Non-Equilibrium Stochastic Dynamics as a Unified Framework for Insight and Repetitive Learning: A Kramers Escape Approach to Continual Learning

Continual learning in artificial neural networks is fundamentally limited by the stability--plasticity dilemma: systems that retain prior knowledge tend to resist acquiring new knowledge, and vice versa. Existing approaches, most notably elastic weight consolidation~(EWC), address this empirically without a physical account of why plasticity eventually collapses as tasks accumulate. Separately, the distinction between sudden insight and gradual skill acquisition through repetitive practice has lacked a unified theoretical description. Here, we show that both problems admit a common resolution within non-equilibrium statistical physics. We model the state of a learning system as a particle evolving under Langevin dynamics on a double-well energy landscape, with the noise amplitude governed by a time-dependent effective temperature $T(t)$. The probability density obeys a Fokker--Planck equation, and transitions between metastable states are governed by the Kramers escape rate $k = (ω_0ω_b/2π)\,e^{-ΔE/T}$. We make two contributions. First, we identify the EWC penalty term as an energy barrier whose height grows linearly with the number of accumulated tasks, yielding an exponential collapse of the transition rate predicted analytically and confirmed numerically. Second, we show that insight and repetitive learning correspond to two qualitatively distinct temperature protocols within the same Fokker--Planck equation: insight events produce transient spikes in $T(t)$ that drive rapid barrier crossing, whereas repetitive practice operates at a modestly elevated but fixed temperature, achieving transitions through sustained stochastic diffusion. These results establish a physically grounded framework for understanding plasticity and its failure in continual learning systems, and suggest principled design criteria for adaptive noise schedules in artificial intelligence.
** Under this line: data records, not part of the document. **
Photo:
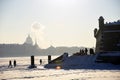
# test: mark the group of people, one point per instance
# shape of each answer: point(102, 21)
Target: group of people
point(10, 64)
point(14, 63)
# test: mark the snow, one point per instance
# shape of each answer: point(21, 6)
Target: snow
point(84, 62)
point(21, 72)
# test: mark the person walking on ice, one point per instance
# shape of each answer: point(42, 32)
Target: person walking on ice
point(10, 64)
point(14, 63)
point(40, 61)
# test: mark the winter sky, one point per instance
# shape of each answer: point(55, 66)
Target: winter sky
point(54, 22)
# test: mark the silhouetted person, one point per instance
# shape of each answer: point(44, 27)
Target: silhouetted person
point(40, 61)
point(91, 51)
point(10, 64)
point(14, 63)
point(86, 51)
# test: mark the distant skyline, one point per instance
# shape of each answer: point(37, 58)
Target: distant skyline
point(54, 22)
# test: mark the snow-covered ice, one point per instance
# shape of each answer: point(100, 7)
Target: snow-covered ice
point(21, 71)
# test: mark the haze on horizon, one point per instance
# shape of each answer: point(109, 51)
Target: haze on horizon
point(54, 22)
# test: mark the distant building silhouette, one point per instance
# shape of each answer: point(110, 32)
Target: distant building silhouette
point(107, 36)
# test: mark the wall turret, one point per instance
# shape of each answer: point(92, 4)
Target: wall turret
point(101, 22)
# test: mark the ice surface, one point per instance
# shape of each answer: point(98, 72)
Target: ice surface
point(21, 72)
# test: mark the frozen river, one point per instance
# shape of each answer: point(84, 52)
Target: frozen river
point(21, 71)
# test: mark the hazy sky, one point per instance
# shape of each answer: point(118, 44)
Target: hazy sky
point(54, 22)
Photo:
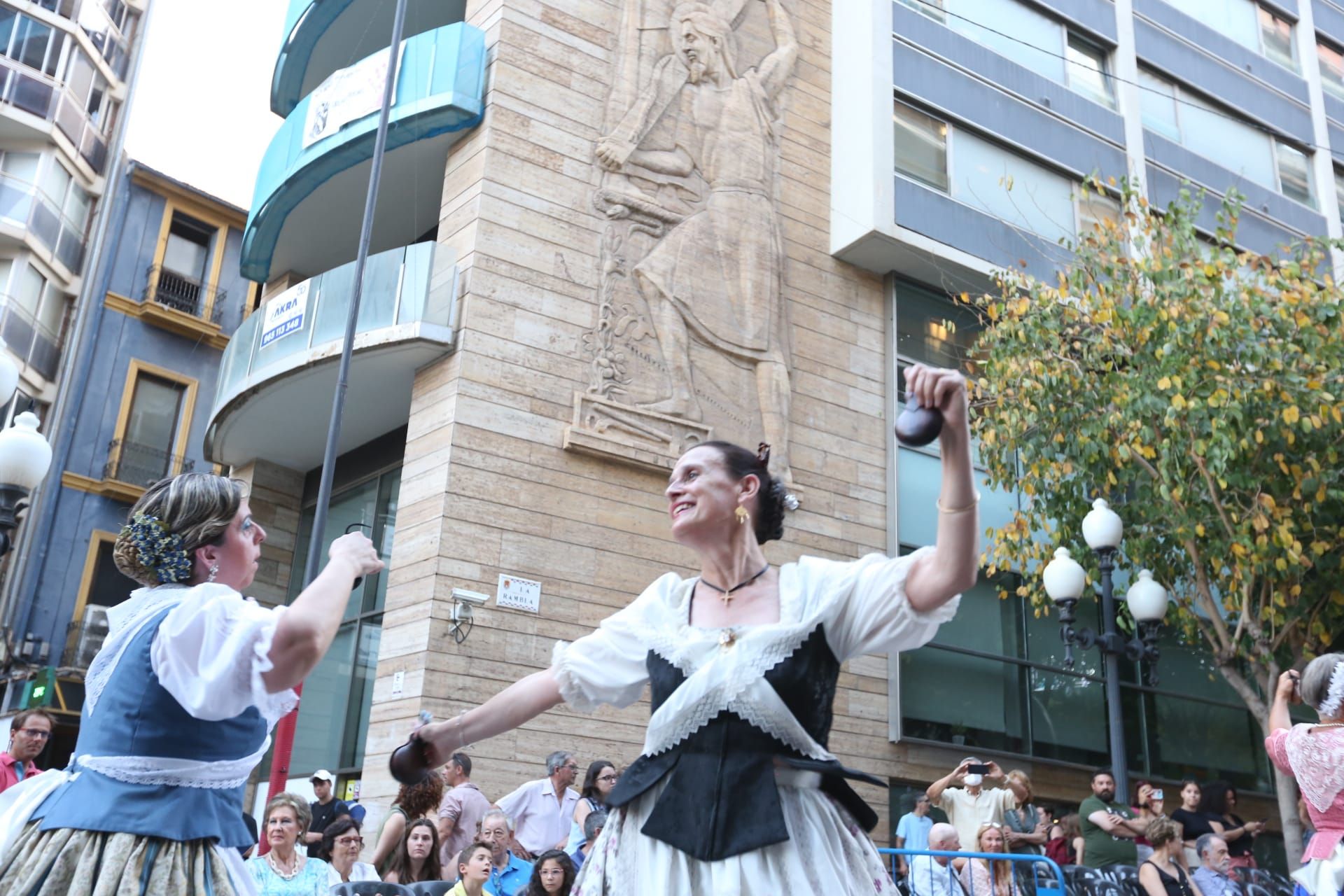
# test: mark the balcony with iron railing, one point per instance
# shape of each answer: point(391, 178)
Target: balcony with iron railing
point(304, 219)
point(141, 465)
point(27, 210)
point(35, 93)
point(185, 295)
point(29, 340)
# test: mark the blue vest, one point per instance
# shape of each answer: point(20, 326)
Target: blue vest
point(136, 716)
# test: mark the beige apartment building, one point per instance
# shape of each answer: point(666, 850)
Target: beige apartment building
point(596, 248)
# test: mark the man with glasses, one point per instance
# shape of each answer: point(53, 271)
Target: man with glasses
point(29, 735)
point(542, 809)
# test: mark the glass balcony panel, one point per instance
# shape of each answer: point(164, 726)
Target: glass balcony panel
point(233, 365)
point(962, 700)
point(1069, 718)
point(1175, 754)
point(289, 344)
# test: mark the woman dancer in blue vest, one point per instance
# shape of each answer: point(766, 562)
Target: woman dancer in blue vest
point(736, 792)
point(178, 707)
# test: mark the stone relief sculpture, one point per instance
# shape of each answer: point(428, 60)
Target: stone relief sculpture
point(692, 337)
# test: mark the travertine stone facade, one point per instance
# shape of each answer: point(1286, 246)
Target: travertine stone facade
point(488, 486)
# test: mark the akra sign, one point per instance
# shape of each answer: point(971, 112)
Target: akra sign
point(284, 315)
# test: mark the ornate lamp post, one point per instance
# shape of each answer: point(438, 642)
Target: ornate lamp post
point(1065, 582)
point(24, 456)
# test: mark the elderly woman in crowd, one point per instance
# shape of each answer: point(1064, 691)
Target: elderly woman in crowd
point(417, 856)
point(743, 660)
point(984, 876)
point(473, 869)
point(342, 843)
point(1313, 754)
point(412, 804)
point(178, 706)
point(286, 871)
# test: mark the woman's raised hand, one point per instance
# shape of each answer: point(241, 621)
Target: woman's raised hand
point(940, 388)
point(356, 550)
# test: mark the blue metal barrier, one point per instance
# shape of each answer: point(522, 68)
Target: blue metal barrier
point(1040, 875)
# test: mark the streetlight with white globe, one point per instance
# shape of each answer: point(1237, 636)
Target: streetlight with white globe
point(1065, 582)
point(24, 456)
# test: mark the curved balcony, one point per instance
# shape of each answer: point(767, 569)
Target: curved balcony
point(323, 36)
point(309, 199)
point(276, 381)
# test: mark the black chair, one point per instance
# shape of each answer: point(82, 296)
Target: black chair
point(369, 888)
point(432, 888)
point(1104, 887)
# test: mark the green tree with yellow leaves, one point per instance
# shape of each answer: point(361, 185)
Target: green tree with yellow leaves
point(1200, 390)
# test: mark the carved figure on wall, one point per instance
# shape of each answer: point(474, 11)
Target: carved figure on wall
point(714, 272)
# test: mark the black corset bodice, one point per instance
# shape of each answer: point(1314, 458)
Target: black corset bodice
point(721, 797)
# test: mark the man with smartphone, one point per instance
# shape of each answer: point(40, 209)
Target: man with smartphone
point(971, 805)
point(1109, 828)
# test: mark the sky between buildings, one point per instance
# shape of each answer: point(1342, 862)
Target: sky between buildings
point(202, 106)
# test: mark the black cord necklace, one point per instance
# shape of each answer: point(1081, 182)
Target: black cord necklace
point(727, 594)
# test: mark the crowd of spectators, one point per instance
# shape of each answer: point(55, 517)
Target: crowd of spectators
point(528, 843)
point(1195, 850)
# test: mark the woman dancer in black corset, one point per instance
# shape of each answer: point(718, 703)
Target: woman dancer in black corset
point(736, 790)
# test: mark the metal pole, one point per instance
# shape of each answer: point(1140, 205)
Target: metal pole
point(1110, 638)
point(286, 729)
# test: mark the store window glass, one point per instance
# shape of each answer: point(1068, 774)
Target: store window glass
point(1089, 73)
point(339, 692)
point(933, 330)
point(1332, 69)
point(1277, 39)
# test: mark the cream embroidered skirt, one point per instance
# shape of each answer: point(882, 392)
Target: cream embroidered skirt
point(90, 862)
point(827, 852)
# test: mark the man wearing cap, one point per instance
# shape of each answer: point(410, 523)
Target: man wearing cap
point(326, 811)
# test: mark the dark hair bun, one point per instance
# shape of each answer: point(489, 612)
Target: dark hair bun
point(771, 507)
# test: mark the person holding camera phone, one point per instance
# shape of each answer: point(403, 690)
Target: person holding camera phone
point(971, 805)
point(1313, 754)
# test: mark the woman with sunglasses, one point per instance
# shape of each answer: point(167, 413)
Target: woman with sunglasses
point(597, 783)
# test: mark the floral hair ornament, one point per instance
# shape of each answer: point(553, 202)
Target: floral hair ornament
point(1335, 694)
point(158, 548)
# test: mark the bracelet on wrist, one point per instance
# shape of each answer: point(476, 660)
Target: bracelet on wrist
point(964, 508)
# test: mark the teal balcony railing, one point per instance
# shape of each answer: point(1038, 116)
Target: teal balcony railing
point(326, 35)
point(396, 293)
point(440, 89)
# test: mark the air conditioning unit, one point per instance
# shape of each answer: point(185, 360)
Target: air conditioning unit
point(93, 630)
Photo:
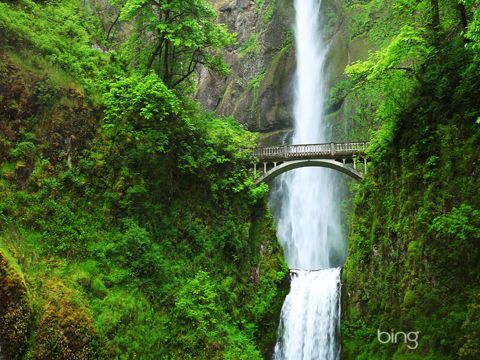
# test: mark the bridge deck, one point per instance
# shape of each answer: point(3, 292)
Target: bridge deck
point(310, 151)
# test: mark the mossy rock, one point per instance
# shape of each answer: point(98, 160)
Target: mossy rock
point(65, 329)
point(15, 310)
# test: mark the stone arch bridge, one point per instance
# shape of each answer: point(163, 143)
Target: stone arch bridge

翻译：人工神经网络中的持续学习从根本上受限于稳定性-可塑性困境：保留先前知识的系统往往抗拒获取新知识，反之亦然。现有方法（最显著的是弹性权重巩固（EWC）虽在经验上解决了这一问题，但缺乏对任务累积后可塑性为何最终崩溃的物理学解释。此外，顿悟与通过重复练习逐步习得技能之间的区别，一直缺乏统一的理论描述。本文证明这两个问题在非平衡统计物理学中具有共同的解决方案。我们将学习系统的状态建模为在双阱能量景观上遵循朗之万动力学演化的粒子，其噪声幅度由随时间变化的有效温度$T(t)$控制。概率密度满足福克-普朗克方程，亚稳态之间的跃迁由克莱默斯逃逸速率$k = (ω_0ω_b/2π)\,e^{-ΔE/T}$主导。我们做出两项贡献：首先，识别出EWC惩罚项为能量势垒，其高度随累积任务数量线性增长，从而在解析预测和数值验证中呈现出跃迁速率的指数级崩溃。其次，我们证明洞察与重复学习对应于同一福克-普朗克方程中两种性质截然不同的温度协议：洞察事件在$T(t)$中产生瞬时尖峰，驱动快速势垒穿越；而重复练习则在适度升高但恒定的温度下运行，通过持续随机扩散实现跃迁。这些结果为理解持续学习系统中的可塑性及其失效建立了物理基础框架，并为人工智能中自适应噪声调度提出了基于原理的设计准则。